Suppose that 100 people each deposited $1,000 worth of gold coins with Mr. Gould, a London goldsmith. He would issue to each customer a receipt for $1,000, in which he undertook to return the money to the depositor whenever he presented this receipt. (He would not undertake however to give the depositor the very same coins which he had brought in; instead he would promise – and this of course would be perfectly acceptable – to give back coins of exactly the same value.) Now suppose that Mr. Gould puts the $100,000 away in two boxes of different size. Into the larger one he puts $90,000 and into the smaller one the other $10,000. The large box he stores in his vault; the small box he keeps readily accessible at the front of his shop, so that when depositors come in, presenting their receipts and asking for their gold back, he has a ready-to-hand supply out of which to pay them. The goldsmith plans that, when the front is emptied, he will replenish it from the large box in the vault.

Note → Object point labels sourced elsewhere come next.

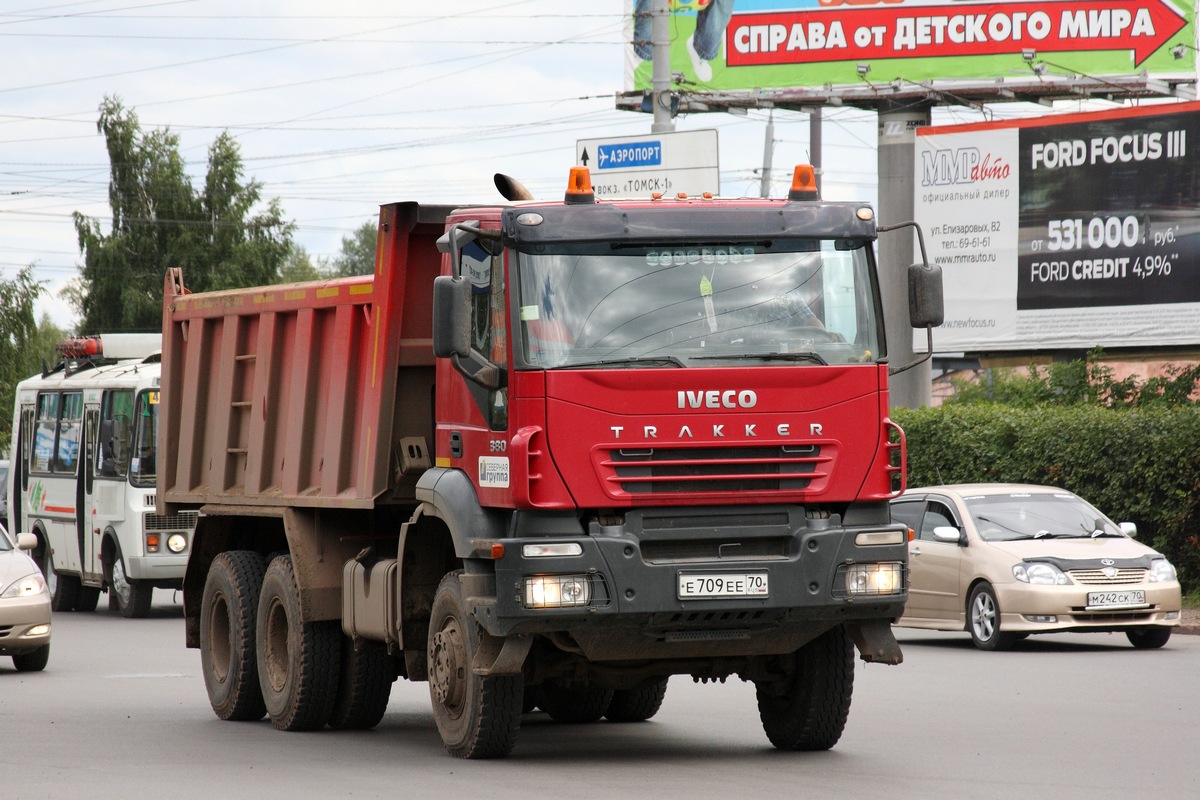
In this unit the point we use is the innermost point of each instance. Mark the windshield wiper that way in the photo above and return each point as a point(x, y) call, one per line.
point(633, 361)
point(767, 356)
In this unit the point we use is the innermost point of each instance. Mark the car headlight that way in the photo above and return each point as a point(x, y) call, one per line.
point(28, 587)
point(1161, 571)
point(1041, 573)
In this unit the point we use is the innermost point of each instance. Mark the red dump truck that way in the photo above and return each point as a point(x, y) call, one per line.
point(547, 456)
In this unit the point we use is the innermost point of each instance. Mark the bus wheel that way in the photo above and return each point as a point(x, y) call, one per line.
point(227, 635)
point(477, 716)
point(298, 661)
point(132, 599)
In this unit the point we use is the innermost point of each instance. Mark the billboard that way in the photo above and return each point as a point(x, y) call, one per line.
point(1065, 232)
point(744, 44)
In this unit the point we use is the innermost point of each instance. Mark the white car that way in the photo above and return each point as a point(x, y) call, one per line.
point(24, 605)
point(1003, 560)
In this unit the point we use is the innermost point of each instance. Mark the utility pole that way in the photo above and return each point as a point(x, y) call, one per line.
point(660, 76)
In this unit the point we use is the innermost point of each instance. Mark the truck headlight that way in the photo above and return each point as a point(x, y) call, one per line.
point(869, 579)
point(557, 590)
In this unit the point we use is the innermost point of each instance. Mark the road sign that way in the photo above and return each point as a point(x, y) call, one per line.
point(669, 163)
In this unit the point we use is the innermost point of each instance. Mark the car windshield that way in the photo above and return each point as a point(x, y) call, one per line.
point(1006, 517)
point(754, 304)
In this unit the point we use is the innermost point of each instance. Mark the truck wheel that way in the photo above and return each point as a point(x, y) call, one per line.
point(364, 686)
point(809, 709)
point(33, 661)
point(477, 716)
point(132, 599)
point(983, 620)
point(298, 661)
point(89, 596)
point(636, 704)
point(227, 635)
point(575, 705)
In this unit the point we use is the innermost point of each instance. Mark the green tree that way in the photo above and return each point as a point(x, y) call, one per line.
point(223, 236)
point(24, 343)
point(358, 252)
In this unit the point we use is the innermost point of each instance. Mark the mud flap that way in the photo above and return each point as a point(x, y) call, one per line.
point(875, 642)
point(501, 655)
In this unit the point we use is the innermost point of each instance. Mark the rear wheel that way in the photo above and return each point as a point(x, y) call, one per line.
point(364, 686)
point(227, 635)
point(636, 704)
point(33, 661)
point(478, 716)
point(575, 704)
point(809, 707)
point(132, 599)
point(1149, 638)
point(298, 661)
point(983, 620)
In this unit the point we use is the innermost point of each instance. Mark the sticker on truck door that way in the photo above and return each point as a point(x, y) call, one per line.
point(493, 471)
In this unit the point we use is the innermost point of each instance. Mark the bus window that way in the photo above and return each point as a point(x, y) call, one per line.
point(70, 432)
point(145, 437)
point(115, 413)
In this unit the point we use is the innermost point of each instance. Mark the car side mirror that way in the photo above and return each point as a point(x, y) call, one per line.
point(948, 534)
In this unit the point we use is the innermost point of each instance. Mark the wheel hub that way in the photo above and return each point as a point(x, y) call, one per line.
point(448, 666)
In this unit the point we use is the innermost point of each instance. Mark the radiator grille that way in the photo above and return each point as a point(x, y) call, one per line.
point(714, 469)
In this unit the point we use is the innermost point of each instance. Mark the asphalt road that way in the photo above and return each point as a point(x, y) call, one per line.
point(121, 713)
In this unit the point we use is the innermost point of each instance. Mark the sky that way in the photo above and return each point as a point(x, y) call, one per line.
point(340, 107)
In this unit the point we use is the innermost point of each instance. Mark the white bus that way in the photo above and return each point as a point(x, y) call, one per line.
point(82, 476)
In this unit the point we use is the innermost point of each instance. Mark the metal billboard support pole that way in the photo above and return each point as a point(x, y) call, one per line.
point(897, 160)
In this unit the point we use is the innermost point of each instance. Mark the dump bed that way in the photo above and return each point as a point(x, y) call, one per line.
point(300, 394)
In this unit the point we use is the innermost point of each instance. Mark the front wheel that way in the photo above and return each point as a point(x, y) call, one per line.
point(983, 620)
point(809, 707)
point(131, 599)
point(298, 661)
point(1149, 638)
point(33, 661)
point(478, 716)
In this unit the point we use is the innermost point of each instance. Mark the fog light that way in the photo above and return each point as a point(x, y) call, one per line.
point(875, 578)
point(557, 590)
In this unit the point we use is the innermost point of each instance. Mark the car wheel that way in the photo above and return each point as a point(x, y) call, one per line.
point(983, 620)
point(33, 661)
point(1149, 638)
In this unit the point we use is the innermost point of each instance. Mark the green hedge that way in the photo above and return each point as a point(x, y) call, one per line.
point(1140, 465)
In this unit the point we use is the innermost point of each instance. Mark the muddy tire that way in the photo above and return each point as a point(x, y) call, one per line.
point(228, 612)
point(575, 705)
point(636, 704)
point(364, 686)
point(130, 599)
point(477, 716)
point(298, 661)
point(808, 710)
point(33, 661)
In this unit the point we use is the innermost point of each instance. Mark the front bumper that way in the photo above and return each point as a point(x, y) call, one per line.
point(18, 618)
point(634, 569)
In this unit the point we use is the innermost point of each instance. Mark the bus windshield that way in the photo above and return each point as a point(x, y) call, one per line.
point(807, 301)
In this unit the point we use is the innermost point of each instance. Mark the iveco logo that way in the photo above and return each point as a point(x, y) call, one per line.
point(718, 398)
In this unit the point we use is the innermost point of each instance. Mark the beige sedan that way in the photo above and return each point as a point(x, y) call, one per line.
point(1005, 560)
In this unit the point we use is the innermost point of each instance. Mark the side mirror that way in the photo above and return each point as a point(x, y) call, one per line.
point(925, 304)
point(947, 534)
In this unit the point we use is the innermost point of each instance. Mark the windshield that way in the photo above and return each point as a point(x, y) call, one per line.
point(754, 302)
point(1037, 516)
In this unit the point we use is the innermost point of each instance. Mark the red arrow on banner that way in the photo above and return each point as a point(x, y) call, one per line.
point(843, 34)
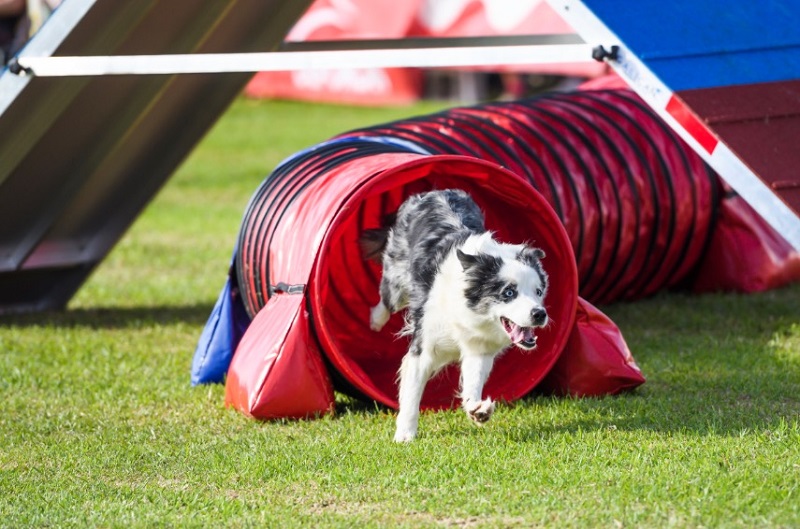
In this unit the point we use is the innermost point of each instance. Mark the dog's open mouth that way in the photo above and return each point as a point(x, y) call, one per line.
point(522, 336)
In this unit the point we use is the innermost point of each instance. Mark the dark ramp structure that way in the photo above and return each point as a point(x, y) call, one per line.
point(80, 157)
point(725, 75)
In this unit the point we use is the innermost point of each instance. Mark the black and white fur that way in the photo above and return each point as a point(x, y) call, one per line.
point(468, 296)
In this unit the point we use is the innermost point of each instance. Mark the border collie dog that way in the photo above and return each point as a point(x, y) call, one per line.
point(468, 297)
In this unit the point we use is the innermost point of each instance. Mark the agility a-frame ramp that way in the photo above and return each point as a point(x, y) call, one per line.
point(724, 75)
point(95, 116)
point(81, 156)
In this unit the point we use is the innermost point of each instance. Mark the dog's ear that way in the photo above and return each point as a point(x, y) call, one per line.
point(530, 255)
point(466, 259)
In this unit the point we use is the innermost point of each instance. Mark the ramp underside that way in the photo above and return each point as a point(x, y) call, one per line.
point(81, 157)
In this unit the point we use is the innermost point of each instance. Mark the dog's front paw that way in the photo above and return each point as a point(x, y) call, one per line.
point(480, 411)
point(378, 316)
point(404, 436)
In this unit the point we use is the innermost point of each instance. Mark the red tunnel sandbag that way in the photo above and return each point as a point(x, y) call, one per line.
point(596, 360)
point(313, 245)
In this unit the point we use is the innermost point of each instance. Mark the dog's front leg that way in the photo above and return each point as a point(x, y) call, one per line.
point(415, 371)
point(475, 370)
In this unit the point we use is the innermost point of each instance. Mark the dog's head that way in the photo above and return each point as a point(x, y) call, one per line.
point(508, 284)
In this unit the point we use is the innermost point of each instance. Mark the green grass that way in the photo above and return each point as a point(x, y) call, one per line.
point(99, 426)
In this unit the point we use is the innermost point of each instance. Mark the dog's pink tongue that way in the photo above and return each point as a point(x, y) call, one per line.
point(521, 334)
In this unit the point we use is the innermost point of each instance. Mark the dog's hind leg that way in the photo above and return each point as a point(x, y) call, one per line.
point(415, 371)
point(392, 300)
point(475, 370)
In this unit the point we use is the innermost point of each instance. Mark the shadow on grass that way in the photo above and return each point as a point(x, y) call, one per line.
point(112, 317)
point(720, 364)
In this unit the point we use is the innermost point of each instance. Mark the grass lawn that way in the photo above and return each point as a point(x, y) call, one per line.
point(100, 427)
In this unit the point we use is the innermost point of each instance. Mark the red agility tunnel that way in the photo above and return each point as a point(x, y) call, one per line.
point(637, 204)
point(309, 290)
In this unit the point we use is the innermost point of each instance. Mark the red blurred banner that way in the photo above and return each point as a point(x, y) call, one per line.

His experience confounds his expectations. On the first day after he has received the deposits, three individuals come in, present their receipts, and ask for $3,000 of gold. The goldsmith gives them money, leaving $7,000 in the box. But the same day three new depositors come along and deposit another $3,000 in gold, so that at the end of the day, the box is again full. The next day and every day thereafter the same sort of thing happens: he pays out some money to a few people who present receipts, but takes in other money from new depositors. Withdrawals and new deposits are not exactly equal each day, of course. On some days withdrawals exceed fresh deposits, and, at the end of such days the level of gold in the box is down. On other days deposits exceed withdrawals, and at the end of such days the level of gold in the box is up.
At the end of a year the goldsmith finds, to his astonishment, that at no time has that small box ever been completely empty. The amount of gold in it has fluctuated, decreasing with withdrawals and increasing with deposits, but at no time was there no gold in it at all. At no time, therefore, was it necessary for the goldsmith to go to the large box in his vault to replenish the supply of coins in the small box he kept in the front of his shop. The gold in that large box has just lain undisturbed all year; it was never actually needed to make payments to depositors.
A shrewd goldsmith would realize that here he had a wonderful opportunity for gaining extra income for himself. He could lend out the $90,000 of gold in the big box, and collect interest on the loan. No one would be harmed. If matters proceeded in the future as they had in the past, he would still be able to pay gold to everyone who presented a receipt and asked for gold. The gold kept in the small box would be sufficient to meet all actual demands provided that, as before, only the occasional receipt holder came in on any one day to ask for his money, and provided too that new depositors from day to day brought in fresh gold. There would be trouble only if a large number of receipt holders simultaneously came to the shop and demanded their money; in such a case he could not possibly fulfill his undertaking to give each depositor his gold on request. But such a development was most unlikely. Depositors actually needed their gold only occasionally. Provided they were confident that they could get it whenever they wanted it, the great majority of receipt holders would be content to leave their gold with the goldsmith. Out of the little supply he kept in the small box, replenished as it was by fresh deposits, the goldsmith would easily be able to pay gold on all occasions when receipt holders so requested.